This is a great one Dave!  I imagine that a little blob of potting will immediately be added there to new units.  DOH!

FranLab

Actually, it doesn't have to be a specific frequency, it just needs to be higher than a specific point. So it's not the infrared light from the flash, it's probably the uv ones.

aeroscience

I always appreciate how happy DaveCAD is!  Just something about that smiley face with the bright sunny post-it!

dfx

The reason ARM processor is locking up might be because this temporary dip in voltage causes it to get lower than minimum voltage needed  for correct operation, slowing down the switching speed of MOS transistors and hence causing timing violations ( setup time for flip flops) for the clock freq it is running at.  The internal SRAMs might also loose the value they were holding at the time of dip if it drops below voltage needed for state retention (~ threshold voltage).

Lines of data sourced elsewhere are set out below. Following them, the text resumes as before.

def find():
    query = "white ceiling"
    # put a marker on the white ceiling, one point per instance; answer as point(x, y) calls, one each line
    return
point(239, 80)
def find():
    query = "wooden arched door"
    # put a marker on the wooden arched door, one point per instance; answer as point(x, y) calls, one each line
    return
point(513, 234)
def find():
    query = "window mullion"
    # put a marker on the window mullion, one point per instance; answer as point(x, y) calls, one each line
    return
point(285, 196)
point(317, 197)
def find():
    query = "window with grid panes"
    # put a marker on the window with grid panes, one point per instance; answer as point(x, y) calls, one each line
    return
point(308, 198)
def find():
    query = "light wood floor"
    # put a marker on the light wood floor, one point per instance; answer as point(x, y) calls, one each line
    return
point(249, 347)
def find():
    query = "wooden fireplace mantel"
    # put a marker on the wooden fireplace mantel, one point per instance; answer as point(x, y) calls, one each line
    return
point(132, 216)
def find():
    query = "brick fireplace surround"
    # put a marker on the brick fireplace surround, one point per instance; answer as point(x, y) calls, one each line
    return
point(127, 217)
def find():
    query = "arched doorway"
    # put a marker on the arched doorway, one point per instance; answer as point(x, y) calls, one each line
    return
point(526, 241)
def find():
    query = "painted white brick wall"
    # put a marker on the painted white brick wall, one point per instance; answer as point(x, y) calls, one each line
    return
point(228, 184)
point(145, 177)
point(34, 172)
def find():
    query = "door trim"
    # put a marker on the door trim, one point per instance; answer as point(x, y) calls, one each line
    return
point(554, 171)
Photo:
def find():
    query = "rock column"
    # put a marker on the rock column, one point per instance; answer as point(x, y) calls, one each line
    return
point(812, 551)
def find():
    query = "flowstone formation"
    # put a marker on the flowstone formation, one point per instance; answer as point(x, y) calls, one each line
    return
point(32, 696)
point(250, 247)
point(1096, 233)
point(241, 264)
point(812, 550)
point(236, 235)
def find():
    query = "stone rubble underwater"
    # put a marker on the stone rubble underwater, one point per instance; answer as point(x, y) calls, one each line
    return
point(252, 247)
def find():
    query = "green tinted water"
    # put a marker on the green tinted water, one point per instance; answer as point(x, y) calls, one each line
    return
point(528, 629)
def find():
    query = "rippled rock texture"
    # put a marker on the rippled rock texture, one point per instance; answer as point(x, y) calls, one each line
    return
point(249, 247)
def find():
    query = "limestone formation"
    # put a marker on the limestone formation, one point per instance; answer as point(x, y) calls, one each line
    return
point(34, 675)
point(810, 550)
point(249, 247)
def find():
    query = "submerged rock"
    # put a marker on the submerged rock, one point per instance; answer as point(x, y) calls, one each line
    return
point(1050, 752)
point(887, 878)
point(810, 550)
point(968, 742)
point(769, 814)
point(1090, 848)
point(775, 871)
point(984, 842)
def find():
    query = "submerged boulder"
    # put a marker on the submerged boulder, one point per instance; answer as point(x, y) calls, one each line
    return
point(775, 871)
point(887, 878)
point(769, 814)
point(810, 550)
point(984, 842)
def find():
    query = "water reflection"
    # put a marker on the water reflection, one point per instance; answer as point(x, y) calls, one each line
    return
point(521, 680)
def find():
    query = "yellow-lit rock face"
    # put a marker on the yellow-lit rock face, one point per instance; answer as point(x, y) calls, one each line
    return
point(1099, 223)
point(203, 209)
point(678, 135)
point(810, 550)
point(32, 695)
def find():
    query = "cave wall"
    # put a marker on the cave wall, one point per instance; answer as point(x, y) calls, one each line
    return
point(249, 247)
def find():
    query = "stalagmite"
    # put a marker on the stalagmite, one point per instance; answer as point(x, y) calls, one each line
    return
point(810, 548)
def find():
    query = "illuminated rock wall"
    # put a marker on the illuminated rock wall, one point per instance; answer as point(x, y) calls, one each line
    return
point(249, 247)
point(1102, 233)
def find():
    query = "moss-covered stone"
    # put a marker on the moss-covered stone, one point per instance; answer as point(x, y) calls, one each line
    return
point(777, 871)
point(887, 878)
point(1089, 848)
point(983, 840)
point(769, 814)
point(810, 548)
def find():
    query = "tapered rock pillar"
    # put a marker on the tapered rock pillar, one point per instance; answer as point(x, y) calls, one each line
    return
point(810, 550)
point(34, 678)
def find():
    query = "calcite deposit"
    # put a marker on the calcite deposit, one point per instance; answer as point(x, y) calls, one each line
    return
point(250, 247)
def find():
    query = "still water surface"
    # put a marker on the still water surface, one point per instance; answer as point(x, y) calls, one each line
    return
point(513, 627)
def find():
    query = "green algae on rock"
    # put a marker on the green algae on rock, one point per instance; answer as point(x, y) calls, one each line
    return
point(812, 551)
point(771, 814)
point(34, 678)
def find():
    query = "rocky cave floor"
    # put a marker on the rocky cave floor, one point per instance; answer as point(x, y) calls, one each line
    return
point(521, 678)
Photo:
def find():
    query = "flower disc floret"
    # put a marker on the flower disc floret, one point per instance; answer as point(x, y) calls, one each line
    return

All of this will cause state corruption for the processor logic and can cause the internal FSMs to hang up/get in wrong/bad state.
Normally in a critical processor, there would be a watchdog timer to guard against such hangs and would cause a reset, but perhaps raspberry pi is too cost sensitive to have such a mechanism in place.

rjainv

I found this by accident 30 minutes ago...and Dave already made a video about this :)

MyCrazyGarage

U16 isn't the only bare chip on there. U8 (tiny thing, right next to the HDMI port) is the same construction.

akn

Hey Dave


So if we were to calculate the minimum frequency for a photon to remove electrons from, say...pure silicon (best case work function 4.60eV ) we'd reach something like 270nm (UV) .. so yeah ... no peak of light, no matter how strong (amplitude) over 270nm (towards visible light) should be able to extract electrons from the surface of a pure silicon crystal...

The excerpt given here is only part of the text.